In another study from 2015, psychologists adapted CBT for depression in Pakistan, based on qualitative interviews with therapists and clients. Based on insights from those conversations, the researchers invited a family member to join the therapy sessions, and they included a session for the whole family at the start of the therapy. The therapists also learned and included Urdu idioms and folk stories into the treatment.

Culturally adapted CBT might work best with people who highly identify with their cultures

While these developments are promising, Wang says that understanding the impact of cultural adaptations is still in the early stages. Some trials in the review found no benefit of cultural tailoring; others suggested that the benefits don’t last. For example, a 2017 study of Black smokers found that people who were given culturally tailored care – including mention of historical medical and research distrust, health disparities, cultural values, experiences of racism, and African American mental health – were more likely to have stopped smoking for at least seven days at the end of their treatment, and again at a three-month follow-up, as compared with others who received standard treatment.

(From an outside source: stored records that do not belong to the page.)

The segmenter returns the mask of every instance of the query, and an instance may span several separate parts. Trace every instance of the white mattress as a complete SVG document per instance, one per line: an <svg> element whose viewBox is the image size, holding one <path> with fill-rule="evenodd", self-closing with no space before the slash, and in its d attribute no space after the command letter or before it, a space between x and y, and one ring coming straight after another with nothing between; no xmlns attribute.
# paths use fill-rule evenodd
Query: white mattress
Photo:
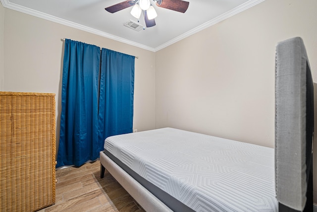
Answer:
<svg viewBox="0 0 317 212"><path fill-rule="evenodd" d="M278 211L273 148L172 128L108 137L104 147L195 211Z"/></svg>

But the group difference didn’t persist at six- and 12-month follow-ups.

One study (an unpublished doctoral thesis) mentioned in the review found that cultural adaptation – in terms of the languages used and the ethnicity of people involved – led to worse therapeutic outcomes. Hispanic college students who had phobias around giving speeches went through a video-feedback-based treatment in either English, or English and Spanish, and they practised giving speeches either in front of a white or a Hispanic audience. The participants who gave speeches in English to white audiences showed greater reductions in anxiety than the other groups.

‘Not all cultural adaptations are equal, but it is difficult to determine which are more culturally sensitive than others,’ Wang says.

Culturally adapted CBT might work best with people who highly identify with their cultures, and so assessing cultural fit is important before giving someone a culturally adapted therapy, Hall says. There is, of course, heterogeneity within cultural and ethnic groups as well.

‘Not all members of a group will react similarly to a treatment, and assuming that they will is a form of stereotyping,’ Wang says. ‘There is a fine line between being culturally sensitive and stereotyping people based on their ethnic backgrounds, and researchers are still trying to understand exactly where that line is.’

Importantly, how culturally competent a therapist perceives themselves to be has nearly no impact on outcome. ‘What does have an impact is clients’ perceptions of the therapist’s cultural competence,’ Hall says.

Still, Wang thinks that considering cultural variation is an improvement on the past, when it was assumed by therapists that a standard treatment would work for everyone. In Hinton’s work with Cambodian refugees, many hadn’t improved on medications such as antidepressants or anti-anxiety drugs, or other forms of supportive therapy, but they did respond to the culturally tailored treatment.

Hinton also talked to his patients about their trauma using Buddhist metaphors. ‘We’ll say: “If the mind is like the sky, these problems are like clouds, which will pass,” he said in a 2015 interview. ‘The key is understanding patients, and making sure they feel understood.’